I opted into three different ecosystems for updates.

  • Composer - for the PHP side.
  • NPM - for the Node/asset bundling side.
  • GitHub Actions - for the CI/CD pipeline.

So now daily Dependabot will check if any of my packages have a compatible version update and if so - present an upgrade. After about a month I've collected a mix of feedback.


It doesn't auto-rebase between ecosystems

If we have three pull requests put up and there is one in each ecosystem, the first one will merge and the other two won't automatically rebase because their monitored lock file was not updated.

This just causes me to manually rebase and delays the pure automation of this.


It works too fast against me at times.

With it running daily - if an upgrade is pulled or a mistake, but still results in a valid pass of test suite - it'll be merged. Take a look at the title of this one bugged merge I got.
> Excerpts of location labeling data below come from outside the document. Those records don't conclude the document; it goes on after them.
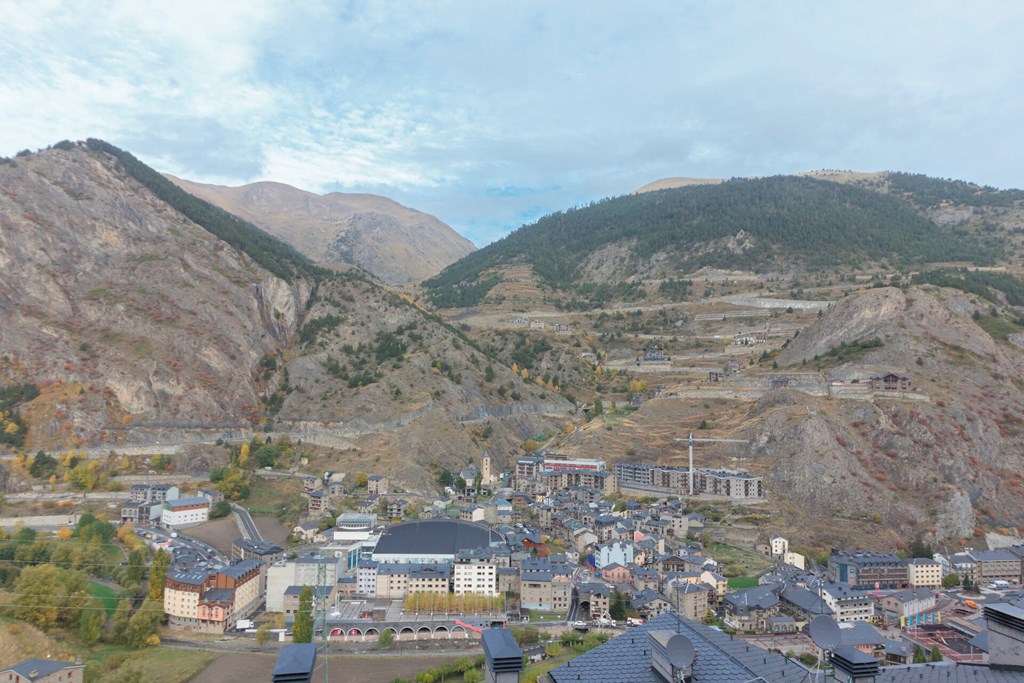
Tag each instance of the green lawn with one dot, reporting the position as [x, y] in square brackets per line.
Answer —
[107, 596]
[156, 665]
[738, 561]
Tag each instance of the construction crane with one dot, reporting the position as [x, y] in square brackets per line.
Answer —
[699, 439]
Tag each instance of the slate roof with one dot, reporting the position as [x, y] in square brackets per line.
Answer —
[240, 568]
[720, 658]
[41, 668]
[185, 502]
[946, 673]
[434, 537]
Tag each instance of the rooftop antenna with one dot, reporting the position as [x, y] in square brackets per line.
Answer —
[825, 635]
[691, 440]
[321, 603]
[681, 652]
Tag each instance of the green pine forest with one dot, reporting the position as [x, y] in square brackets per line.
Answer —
[785, 219]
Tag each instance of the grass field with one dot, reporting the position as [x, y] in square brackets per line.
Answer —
[279, 498]
[156, 665]
[107, 596]
[738, 562]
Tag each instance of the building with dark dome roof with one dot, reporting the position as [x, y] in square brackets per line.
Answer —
[426, 541]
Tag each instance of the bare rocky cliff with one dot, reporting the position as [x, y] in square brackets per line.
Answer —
[124, 310]
[394, 243]
[938, 462]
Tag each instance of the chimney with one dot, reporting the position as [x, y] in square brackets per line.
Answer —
[503, 656]
[672, 655]
[852, 666]
[1006, 636]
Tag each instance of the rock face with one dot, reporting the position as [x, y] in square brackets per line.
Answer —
[937, 466]
[123, 309]
[394, 243]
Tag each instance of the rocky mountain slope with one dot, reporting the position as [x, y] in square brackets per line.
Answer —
[609, 249]
[392, 242]
[141, 327]
[123, 309]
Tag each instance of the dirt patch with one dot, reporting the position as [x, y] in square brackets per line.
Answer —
[217, 532]
[271, 530]
[248, 668]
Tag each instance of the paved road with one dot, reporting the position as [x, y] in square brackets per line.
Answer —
[196, 551]
[246, 522]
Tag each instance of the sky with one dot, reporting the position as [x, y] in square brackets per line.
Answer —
[489, 115]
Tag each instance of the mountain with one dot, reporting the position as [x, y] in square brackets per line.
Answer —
[394, 243]
[605, 251]
[123, 309]
[136, 313]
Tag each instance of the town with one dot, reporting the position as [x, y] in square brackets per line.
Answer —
[557, 545]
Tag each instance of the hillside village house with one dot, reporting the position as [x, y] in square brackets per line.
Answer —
[184, 512]
[43, 671]
[924, 572]
[212, 602]
[378, 484]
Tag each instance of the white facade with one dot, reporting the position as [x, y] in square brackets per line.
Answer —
[366, 580]
[302, 571]
[796, 559]
[184, 512]
[847, 604]
[924, 573]
[474, 577]
[779, 546]
[613, 553]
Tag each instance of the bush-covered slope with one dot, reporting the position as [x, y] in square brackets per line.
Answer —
[269, 252]
[744, 223]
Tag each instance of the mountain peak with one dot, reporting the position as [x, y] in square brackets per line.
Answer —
[393, 242]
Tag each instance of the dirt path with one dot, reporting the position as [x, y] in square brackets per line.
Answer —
[344, 668]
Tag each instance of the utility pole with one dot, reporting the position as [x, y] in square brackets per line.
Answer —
[693, 439]
[321, 603]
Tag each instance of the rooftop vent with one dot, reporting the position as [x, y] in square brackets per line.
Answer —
[672, 655]
[852, 666]
[503, 655]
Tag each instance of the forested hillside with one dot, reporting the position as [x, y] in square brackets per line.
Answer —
[269, 252]
[754, 224]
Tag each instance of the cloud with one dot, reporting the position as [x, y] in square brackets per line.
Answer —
[493, 114]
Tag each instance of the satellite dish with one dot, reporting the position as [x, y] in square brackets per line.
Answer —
[824, 632]
[680, 651]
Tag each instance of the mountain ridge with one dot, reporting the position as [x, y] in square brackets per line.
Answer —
[386, 239]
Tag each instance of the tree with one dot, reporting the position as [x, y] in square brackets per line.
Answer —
[38, 600]
[919, 548]
[617, 605]
[143, 626]
[262, 634]
[136, 564]
[121, 617]
[158, 572]
[90, 627]
[303, 630]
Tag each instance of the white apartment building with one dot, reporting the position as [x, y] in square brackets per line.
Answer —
[923, 572]
[474, 573]
[848, 604]
[184, 512]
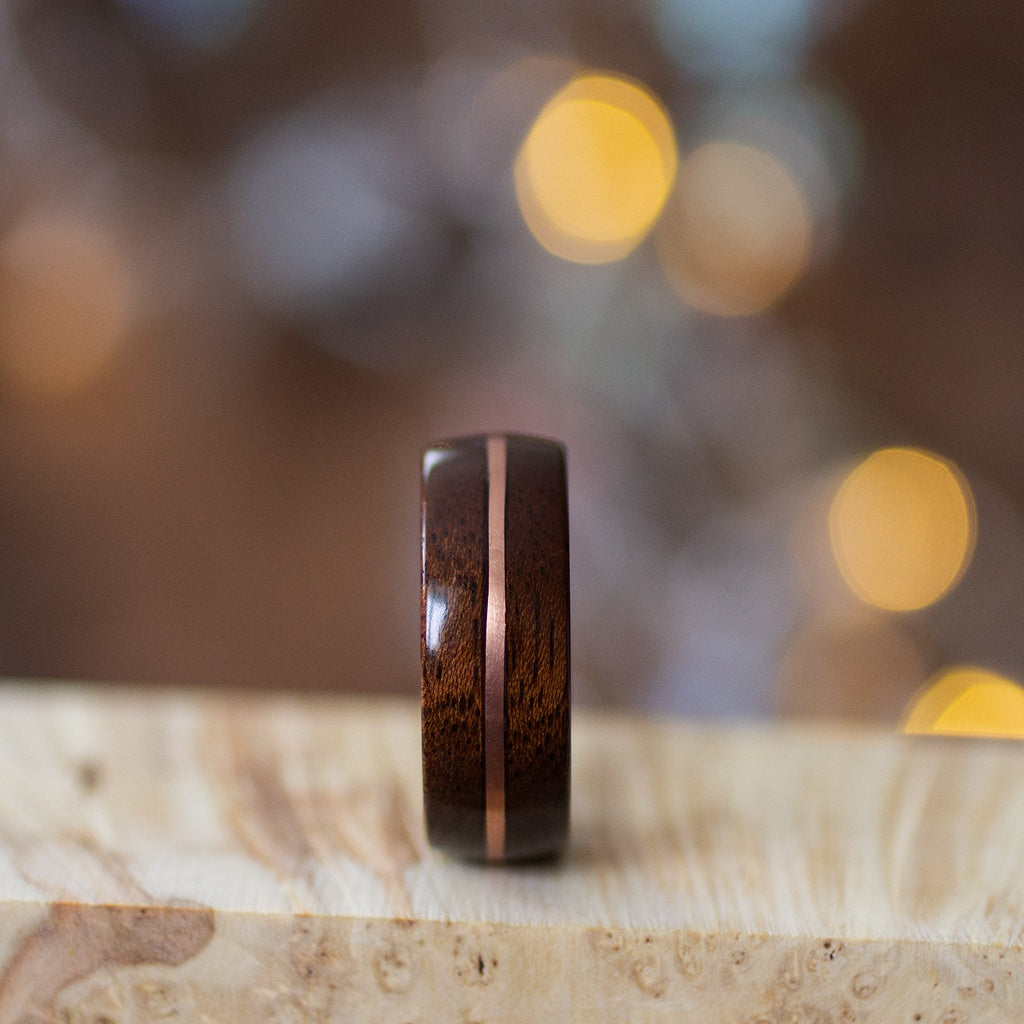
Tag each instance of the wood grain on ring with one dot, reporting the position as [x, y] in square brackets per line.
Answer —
[459, 520]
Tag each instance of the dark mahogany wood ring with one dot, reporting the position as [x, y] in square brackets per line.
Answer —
[495, 646]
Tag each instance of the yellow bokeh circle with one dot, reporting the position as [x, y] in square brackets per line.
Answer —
[595, 169]
[736, 233]
[968, 701]
[902, 528]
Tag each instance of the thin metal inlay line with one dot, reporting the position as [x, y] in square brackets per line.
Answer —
[494, 652]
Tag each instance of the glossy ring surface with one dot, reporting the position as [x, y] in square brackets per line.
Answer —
[495, 643]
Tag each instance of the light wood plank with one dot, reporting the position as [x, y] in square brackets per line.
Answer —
[169, 855]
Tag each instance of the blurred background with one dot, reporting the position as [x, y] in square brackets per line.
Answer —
[758, 262]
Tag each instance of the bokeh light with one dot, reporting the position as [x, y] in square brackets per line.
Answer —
[595, 169]
[902, 528]
[734, 37]
[736, 233]
[67, 304]
[968, 701]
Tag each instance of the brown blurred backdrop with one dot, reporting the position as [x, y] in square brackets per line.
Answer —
[255, 253]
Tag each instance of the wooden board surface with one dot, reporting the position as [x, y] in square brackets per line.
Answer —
[218, 859]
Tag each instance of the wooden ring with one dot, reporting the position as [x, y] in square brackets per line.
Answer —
[495, 647]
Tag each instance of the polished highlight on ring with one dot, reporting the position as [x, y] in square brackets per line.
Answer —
[495, 645]
[494, 679]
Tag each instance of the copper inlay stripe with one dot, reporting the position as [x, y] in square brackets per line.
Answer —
[494, 652]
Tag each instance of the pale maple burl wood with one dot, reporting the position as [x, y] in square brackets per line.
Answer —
[199, 858]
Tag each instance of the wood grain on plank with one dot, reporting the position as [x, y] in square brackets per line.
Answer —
[199, 857]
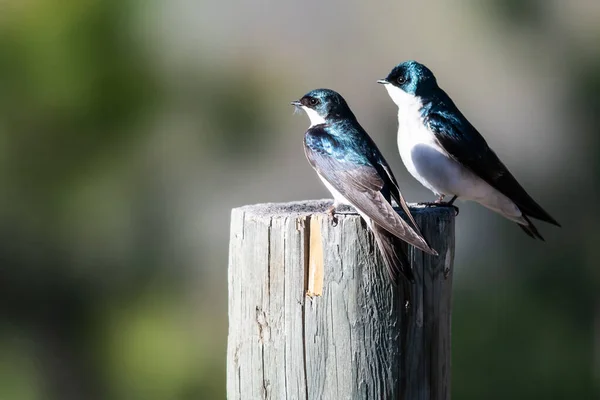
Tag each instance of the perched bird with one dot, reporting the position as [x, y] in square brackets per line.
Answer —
[444, 152]
[353, 169]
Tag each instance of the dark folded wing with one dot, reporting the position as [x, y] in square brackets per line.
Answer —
[359, 182]
[466, 145]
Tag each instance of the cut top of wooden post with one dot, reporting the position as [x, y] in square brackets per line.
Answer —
[314, 315]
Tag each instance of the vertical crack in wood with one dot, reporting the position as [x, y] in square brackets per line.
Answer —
[315, 259]
[306, 227]
[284, 305]
[269, 262]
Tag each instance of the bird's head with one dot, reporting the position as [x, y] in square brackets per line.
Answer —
[324, 105]
[408, 77]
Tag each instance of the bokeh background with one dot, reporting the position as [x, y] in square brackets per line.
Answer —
[130, 128]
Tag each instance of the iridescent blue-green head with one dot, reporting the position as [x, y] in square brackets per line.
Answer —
[324, 105]
[409, 77]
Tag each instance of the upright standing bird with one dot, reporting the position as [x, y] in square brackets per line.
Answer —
[444, 152]
[353, 169]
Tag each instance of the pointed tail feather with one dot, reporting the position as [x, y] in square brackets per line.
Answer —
[530, 229]
[394, 256]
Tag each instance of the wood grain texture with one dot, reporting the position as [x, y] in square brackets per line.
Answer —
[356, 340]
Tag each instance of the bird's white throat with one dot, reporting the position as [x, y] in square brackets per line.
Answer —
[315, 118]
[404, 101]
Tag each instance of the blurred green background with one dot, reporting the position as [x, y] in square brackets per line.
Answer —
[129, 129]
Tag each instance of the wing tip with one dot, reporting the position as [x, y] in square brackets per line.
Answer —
[530, 229]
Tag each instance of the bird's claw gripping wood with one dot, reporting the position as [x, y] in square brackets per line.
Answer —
[331, 215]
[441, 204]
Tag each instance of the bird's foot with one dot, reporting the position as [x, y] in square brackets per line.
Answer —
[331, 215]
[440, 203]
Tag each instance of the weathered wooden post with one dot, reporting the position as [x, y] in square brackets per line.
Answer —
[313, 314]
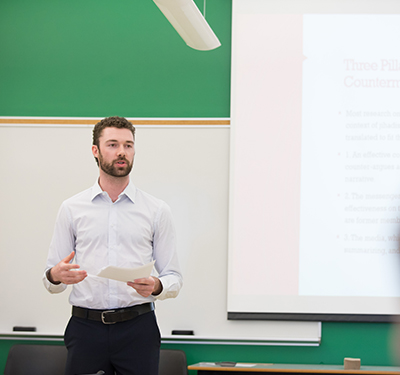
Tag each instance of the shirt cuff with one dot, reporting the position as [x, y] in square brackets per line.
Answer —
[52, 288]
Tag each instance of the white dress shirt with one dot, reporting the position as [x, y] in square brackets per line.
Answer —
[130, 232]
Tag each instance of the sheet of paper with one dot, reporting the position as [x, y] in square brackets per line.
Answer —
[126, 274]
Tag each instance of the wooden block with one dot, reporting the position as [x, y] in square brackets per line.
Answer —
[352, 363]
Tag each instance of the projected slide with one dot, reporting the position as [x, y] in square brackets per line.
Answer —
[315, 171]
[350, 159]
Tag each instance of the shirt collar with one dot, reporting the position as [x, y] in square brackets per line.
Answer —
[130, 191]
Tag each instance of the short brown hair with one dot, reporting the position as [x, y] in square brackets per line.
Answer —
[111, 122]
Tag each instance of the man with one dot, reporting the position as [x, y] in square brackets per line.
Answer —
[113, 327]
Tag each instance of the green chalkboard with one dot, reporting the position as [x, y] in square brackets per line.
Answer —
[96, 58]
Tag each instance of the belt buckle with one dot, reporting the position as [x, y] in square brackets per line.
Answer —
[103, 317]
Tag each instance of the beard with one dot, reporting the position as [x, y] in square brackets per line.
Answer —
[113, 169]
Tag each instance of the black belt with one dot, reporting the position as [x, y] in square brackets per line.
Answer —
[112, 316]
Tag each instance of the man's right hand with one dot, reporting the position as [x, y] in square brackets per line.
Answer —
[66, 273]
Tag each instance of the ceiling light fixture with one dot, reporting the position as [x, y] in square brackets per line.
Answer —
[187, 20]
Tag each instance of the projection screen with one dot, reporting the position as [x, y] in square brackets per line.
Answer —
[315, 160]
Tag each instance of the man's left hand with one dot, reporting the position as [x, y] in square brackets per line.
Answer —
[147, 286]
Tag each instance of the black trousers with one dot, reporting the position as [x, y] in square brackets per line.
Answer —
[126, 348]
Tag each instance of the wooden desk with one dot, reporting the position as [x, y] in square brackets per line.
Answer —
[207, 368]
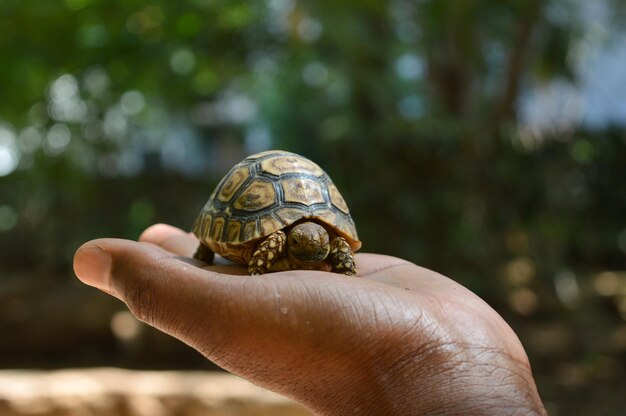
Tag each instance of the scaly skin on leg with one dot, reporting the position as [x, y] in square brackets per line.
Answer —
[341, 257]
[205, 254]
[267, 252]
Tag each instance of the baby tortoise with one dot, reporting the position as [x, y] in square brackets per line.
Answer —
[278, 211]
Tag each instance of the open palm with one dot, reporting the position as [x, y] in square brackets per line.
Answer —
[397, 340]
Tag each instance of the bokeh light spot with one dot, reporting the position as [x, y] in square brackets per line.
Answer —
[409, 66]
[57, 139]
[132, 102]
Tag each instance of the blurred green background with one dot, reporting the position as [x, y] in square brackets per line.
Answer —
[485, 140]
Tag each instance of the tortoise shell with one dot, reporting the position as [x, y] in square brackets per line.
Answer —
[267, 192]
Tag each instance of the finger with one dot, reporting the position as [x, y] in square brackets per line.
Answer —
[270, 330]
[171, 239]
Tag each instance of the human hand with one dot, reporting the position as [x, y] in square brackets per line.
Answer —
[397, 340]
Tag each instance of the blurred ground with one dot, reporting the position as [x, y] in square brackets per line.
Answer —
[114, 392]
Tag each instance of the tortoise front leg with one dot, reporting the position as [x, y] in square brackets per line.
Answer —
[205, 254]
[267, 252]
[341, 257]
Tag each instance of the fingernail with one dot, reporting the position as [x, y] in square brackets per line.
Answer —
[92, 265]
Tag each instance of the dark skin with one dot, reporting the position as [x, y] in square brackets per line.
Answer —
[399, 340]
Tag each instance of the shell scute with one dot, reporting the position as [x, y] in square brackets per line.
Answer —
[267, 192]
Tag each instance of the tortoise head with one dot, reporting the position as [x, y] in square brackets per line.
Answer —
[308, 242]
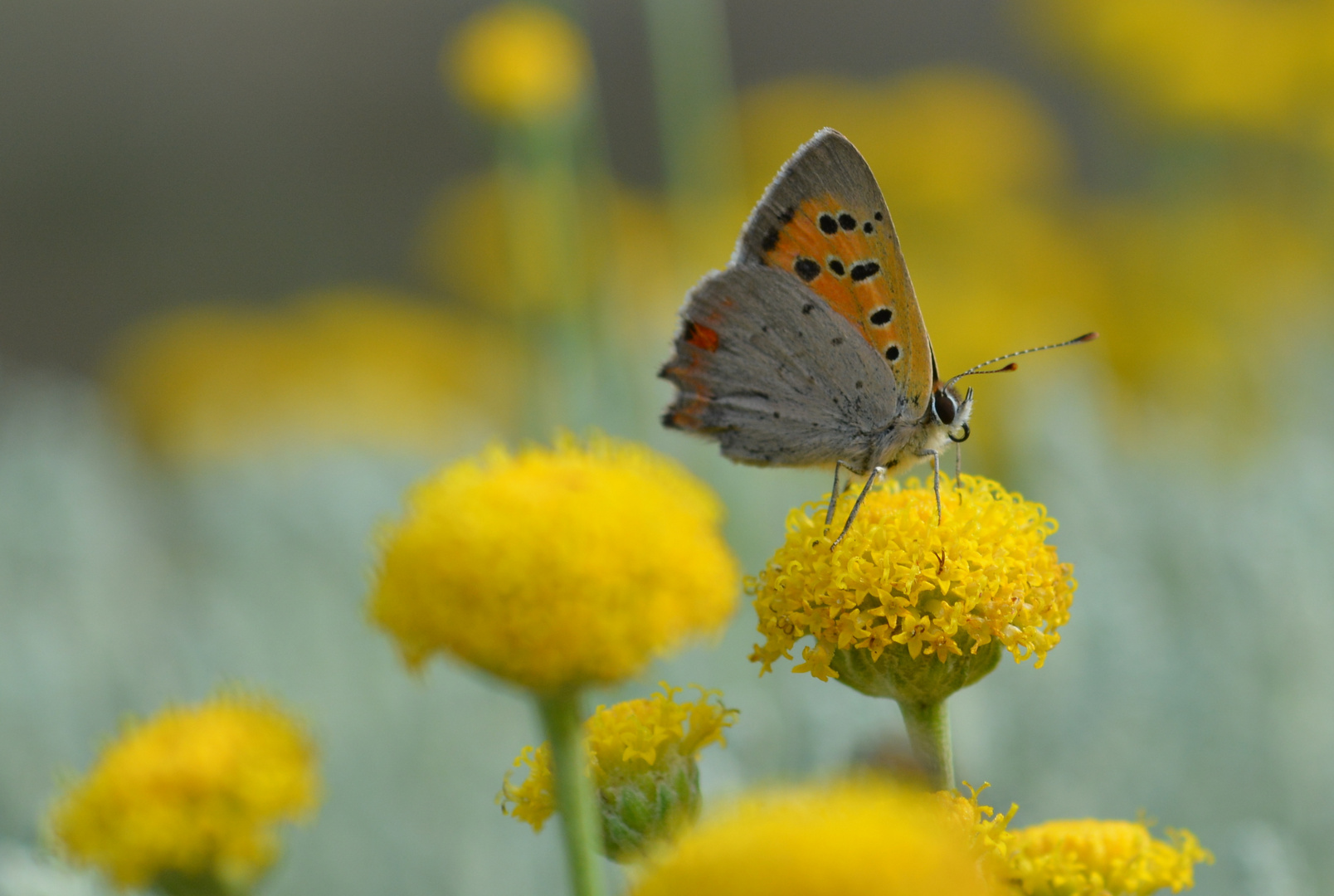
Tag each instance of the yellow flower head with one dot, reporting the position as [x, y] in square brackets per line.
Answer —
[555, 567]
[193, 792]
[642, 760]
[902, 588]
[518, 61]
[1094, 858]
[864, 838]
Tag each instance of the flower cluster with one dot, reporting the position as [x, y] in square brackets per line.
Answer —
[555, 567]
[1086, 858]
[193, 792]
[640, 759]
[901, 582]
[857, 838]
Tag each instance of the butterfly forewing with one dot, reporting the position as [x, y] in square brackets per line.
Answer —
[825, 223]
[772, 371]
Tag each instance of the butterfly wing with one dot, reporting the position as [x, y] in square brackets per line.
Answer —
[825, 223]
[778, 377]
Build(deps): Bump laravel/horizon from 5.14.2 to 515.0 #577

Clearly this was not meant to be version 515, but instead 5.15. So once that bugged tag was removed and purged - I noticed some struggles to update dependencies as it could not resolve that tag anymore. Tracked it down to a bug and simply manually upgraded to the proper version.


Upgrades are easy

With isolated dependency upgrades it becomes night and day difference to understand which package caused regressions or broke the build. In the past every few weeks I simply ran a upgrade of all packages and that led to stress in identify which package caused failures among them all upgraded.

Now when I have an unmerged pull request - I know a breaking change was encountered and I can triage it as such. This helps keep the project up to date and allows me to move to new major version of say PHP and Laravel without much effort.


Hands off

I wake up and chances are my project has had a few merges already. With automation occurring near daily I know when I sit down to work on a bug or feature, a simple git pull and I can get straight to work.


Additional Vector

However, I understand that giving Dependabot the ability to auto-merge code has opened a new vector. If a dependency updates maliciously I would auto take that upgrade and possibly deploy it to production later on.

I'm not worried about the actual CI/CD vector though. Secrets are only exposed from the context of a deployment and build machines are random GitHub runners.


So take a look at the repository - chances are its still 100% covered with automatic Dependabot merges enabled.